É como se tivesse sido ontem. Pablo recorda-se com surpreendente vividez. Andavam à procura de um lugar para dar aulas e apresentar espectáculos. Ao cruzarem-se com o número 36-40 da Rua das Canastras, entre a Rua dos Bacalhoeiros e o Beco do Arco Escuro, não resistiram. “Já tínhamos quase dois mil cartazes nas ruas e o contrato de aluguer ainda só estava apalavrado”, revela, por entre risos. “Tivemos inclusive de fazer umas pequenas obras. Os alunos vinham matricular-se, porque precisávamos de ter pelo menos 50 no primeiro mês para pagar a renda e outras despesas, e nós estávamos sentados em cima de um tijolinho, pintando, fazendo coisas”, evoca, com nostalgia, antes de puxar pela memória mais uma vez e dar conta do início do ano lectivo, em 2002. “Tivemos de telefonar a vários alunos, que não apareceram. Perguntámos ‘porque não vieste?’ e respondiam ‘ah, pensei que as obras não iam estar prontas’. Estão, estão. Me lembro de estar acabando de arrumar as coisas, trocar de roupa, os alunos aqui na frente, e acabar o dia dando aulas.”
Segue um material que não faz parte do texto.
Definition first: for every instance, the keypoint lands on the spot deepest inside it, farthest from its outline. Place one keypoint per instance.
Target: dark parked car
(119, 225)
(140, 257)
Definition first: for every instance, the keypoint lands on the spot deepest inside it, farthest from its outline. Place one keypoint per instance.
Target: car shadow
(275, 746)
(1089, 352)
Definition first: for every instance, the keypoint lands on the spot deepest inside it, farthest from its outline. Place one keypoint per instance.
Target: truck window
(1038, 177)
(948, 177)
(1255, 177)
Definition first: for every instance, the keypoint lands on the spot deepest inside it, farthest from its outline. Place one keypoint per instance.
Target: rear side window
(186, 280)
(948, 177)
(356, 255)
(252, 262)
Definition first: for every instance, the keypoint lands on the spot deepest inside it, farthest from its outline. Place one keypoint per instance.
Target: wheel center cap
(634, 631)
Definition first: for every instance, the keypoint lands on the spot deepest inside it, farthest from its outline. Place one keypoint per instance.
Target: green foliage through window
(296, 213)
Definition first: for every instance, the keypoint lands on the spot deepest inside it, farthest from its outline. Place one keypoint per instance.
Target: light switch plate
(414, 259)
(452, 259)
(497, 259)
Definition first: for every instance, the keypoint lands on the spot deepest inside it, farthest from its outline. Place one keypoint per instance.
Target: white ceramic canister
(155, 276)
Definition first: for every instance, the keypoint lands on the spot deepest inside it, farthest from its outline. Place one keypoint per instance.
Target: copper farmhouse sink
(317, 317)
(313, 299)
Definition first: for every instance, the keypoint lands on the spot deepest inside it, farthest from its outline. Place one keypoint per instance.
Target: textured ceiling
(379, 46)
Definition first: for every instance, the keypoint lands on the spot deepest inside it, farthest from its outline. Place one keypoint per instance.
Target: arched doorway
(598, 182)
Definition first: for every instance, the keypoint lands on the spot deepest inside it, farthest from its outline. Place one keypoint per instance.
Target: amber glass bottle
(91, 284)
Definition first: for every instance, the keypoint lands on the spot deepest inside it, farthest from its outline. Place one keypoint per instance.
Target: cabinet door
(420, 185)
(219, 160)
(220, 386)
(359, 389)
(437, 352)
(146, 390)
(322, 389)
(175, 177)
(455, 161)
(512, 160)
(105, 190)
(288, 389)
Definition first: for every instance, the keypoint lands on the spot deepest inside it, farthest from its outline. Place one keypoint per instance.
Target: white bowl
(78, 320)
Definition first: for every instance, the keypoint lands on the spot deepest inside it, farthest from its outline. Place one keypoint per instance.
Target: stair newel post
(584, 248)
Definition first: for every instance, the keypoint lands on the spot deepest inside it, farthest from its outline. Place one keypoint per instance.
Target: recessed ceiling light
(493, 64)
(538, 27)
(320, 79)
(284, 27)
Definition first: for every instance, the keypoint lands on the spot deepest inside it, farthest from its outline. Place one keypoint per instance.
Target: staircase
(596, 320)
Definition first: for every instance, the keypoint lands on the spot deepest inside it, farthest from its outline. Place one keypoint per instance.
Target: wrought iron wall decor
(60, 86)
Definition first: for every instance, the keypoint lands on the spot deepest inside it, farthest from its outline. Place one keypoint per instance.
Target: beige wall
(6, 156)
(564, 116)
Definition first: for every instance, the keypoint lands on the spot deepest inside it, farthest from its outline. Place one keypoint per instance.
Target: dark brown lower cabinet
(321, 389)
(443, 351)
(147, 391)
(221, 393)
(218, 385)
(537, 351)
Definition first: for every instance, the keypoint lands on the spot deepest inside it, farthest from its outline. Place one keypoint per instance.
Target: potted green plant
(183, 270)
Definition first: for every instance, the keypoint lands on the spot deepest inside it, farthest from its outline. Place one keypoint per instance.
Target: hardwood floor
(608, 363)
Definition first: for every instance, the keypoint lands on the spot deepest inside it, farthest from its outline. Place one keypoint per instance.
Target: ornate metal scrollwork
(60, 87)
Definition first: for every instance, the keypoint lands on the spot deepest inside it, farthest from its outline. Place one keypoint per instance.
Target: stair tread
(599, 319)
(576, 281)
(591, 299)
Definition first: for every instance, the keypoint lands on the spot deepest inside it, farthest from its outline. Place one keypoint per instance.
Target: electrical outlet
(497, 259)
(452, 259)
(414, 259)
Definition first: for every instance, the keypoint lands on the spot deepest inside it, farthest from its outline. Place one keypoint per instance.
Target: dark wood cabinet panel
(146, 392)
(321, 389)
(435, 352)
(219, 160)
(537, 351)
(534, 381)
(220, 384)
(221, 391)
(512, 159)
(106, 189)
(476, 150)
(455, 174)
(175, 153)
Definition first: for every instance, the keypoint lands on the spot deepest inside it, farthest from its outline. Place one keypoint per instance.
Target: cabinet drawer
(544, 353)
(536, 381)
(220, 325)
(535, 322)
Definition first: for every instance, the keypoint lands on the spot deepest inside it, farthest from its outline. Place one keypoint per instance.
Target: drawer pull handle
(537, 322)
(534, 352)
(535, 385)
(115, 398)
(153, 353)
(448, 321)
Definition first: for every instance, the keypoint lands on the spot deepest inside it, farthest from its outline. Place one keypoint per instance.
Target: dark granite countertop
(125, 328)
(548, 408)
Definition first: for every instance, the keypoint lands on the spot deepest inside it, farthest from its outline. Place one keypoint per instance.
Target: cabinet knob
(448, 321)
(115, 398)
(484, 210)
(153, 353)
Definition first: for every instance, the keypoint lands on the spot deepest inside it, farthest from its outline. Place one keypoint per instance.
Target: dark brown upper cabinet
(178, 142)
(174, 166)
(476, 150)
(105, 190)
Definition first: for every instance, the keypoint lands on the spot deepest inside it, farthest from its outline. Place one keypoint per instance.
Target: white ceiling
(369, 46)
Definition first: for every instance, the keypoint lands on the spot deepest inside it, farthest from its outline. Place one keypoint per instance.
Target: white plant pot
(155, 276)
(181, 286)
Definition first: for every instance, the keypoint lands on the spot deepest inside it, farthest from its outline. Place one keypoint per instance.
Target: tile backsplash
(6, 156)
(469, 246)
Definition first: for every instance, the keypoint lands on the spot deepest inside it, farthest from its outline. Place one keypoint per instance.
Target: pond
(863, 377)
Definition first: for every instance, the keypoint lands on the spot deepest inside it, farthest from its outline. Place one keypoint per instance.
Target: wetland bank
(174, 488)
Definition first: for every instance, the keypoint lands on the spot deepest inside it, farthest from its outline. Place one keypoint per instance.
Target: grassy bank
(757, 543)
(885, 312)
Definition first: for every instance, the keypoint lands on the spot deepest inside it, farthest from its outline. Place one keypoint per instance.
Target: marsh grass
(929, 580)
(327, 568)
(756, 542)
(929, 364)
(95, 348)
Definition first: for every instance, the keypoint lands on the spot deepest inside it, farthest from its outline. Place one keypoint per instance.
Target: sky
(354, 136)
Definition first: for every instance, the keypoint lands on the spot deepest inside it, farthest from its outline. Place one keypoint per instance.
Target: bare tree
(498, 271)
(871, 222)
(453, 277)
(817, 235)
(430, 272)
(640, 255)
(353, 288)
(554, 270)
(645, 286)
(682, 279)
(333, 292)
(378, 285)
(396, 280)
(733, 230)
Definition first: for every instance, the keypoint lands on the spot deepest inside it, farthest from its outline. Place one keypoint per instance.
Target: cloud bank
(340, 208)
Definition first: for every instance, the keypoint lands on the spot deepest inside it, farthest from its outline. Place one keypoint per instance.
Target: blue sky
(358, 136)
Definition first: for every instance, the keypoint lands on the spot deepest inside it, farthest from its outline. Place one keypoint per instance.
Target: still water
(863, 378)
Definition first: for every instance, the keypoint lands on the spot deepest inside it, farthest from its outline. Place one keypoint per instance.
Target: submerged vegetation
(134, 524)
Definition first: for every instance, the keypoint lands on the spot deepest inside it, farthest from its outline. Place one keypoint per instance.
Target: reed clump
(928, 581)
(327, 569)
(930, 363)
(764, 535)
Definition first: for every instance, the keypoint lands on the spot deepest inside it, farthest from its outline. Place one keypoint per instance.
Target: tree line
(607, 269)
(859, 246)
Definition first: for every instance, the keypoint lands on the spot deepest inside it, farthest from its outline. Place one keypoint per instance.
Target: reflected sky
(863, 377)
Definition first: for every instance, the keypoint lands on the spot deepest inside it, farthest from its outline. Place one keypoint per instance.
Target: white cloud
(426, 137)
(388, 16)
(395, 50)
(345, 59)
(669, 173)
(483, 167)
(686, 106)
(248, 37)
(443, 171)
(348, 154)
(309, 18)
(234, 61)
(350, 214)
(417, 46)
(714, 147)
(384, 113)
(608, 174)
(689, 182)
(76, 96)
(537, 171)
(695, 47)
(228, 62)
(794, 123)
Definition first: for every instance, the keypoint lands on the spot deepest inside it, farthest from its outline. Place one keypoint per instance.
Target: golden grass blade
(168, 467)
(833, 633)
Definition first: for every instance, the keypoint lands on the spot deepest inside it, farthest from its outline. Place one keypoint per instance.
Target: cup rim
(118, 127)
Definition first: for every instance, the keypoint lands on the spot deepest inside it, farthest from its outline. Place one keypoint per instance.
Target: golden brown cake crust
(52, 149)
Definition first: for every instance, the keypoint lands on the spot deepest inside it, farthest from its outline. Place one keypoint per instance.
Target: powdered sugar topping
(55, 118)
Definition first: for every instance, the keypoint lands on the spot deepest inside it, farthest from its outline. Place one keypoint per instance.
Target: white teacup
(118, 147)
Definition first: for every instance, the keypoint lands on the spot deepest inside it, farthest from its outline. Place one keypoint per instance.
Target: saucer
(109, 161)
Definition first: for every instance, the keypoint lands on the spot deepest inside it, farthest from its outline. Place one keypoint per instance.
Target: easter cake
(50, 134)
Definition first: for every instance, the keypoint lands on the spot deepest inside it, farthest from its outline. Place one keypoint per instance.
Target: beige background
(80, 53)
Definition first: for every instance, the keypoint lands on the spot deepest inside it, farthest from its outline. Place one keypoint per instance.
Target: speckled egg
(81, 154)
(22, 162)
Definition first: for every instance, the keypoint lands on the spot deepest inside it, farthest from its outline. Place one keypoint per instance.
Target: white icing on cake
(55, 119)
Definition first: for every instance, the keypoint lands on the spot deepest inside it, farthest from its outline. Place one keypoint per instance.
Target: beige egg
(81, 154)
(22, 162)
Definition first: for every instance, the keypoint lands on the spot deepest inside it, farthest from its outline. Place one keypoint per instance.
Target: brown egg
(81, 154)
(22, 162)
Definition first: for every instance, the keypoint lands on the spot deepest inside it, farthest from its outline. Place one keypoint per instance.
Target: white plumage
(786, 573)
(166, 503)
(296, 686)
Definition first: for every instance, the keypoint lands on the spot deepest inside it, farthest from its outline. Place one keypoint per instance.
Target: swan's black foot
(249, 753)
A oferta era diversificada – mais de uma dúzia de cursos –, e incluía desde teatro até dança contemporânea, passando pelo circo, a música e até diferentes práticas de meditação. Agora, como há mais ou menos dez anos, a escola aposta apenas na formação de actores, o nicho profissional em que decidiram especializar-se, sobretudo graças à procura, sempre significativa, por parte de alunos estrangeiros. Foi também isso que o levou a co-criar a RIEA – Rede Ibero-americana de Escolas de Actores, que integra um conjunto de estabelecimentos de nove países, entre os quais Espanha, Itália, Argentina e EUA. É nesse âmbito que costumam fazer intercâmbios internacionais, que podem durar entre uma semana e dois meses. Dentro do país, Pablo também tenta descentralizar, mas não é tão fácil como gostaria. “Fora de Lisboa, no interior, por exemplo, compram-se muito poucos espectáculos”, lamenta. “Temos investido mais em ir ao Brasil, por questões afectivas e culturais e porque temos muitos alunos que vêm de lá para fazer formação na escola.”
Um espaço para todos
Felipe Toledo é o exemplo perfeito de um dos muitos actores do outro lado do Atlântico que vieram a Portugal especializar-se na Evoé e ainda cá estão. Tem 26 anos, é de São Paulo e descobriu a escola de Pablo através de uma pesquisa na internet. Chamou-lhe a atenção o curso de Formação de Actores e Teatro Físico, que segue a metodologia do francês Jacques Lecoq, reconhecido pelo seu trabalho na decomposição do movimento e no ensino da mímica. E correu tão bem que, para sua felicidade, foi convidado a fazer um estágio pedagógico. “Eu faço teatro desde os nove anos e a Evoé foi muito importante para me afirmar tecnicamente e num ponto mais maduro da minha vida”, partilha. “É muito gostoso esse processo de chegar como aluno, ir amadurecendo e se tornar professor.” O português Martim Sena, 22 anos, na Evoé há sete, concorda. “Nunca tinha feito teatro. Tinha 15 anos e a escola não fazia muito sentido para mim. Quando fiz o primeiro ano na turma de jovens, achei engraçado. No segundo, percebi ‘ok [é isto]’”, confessa. “Sinto-me uma pessoa completamente diferente. Mais confiante.”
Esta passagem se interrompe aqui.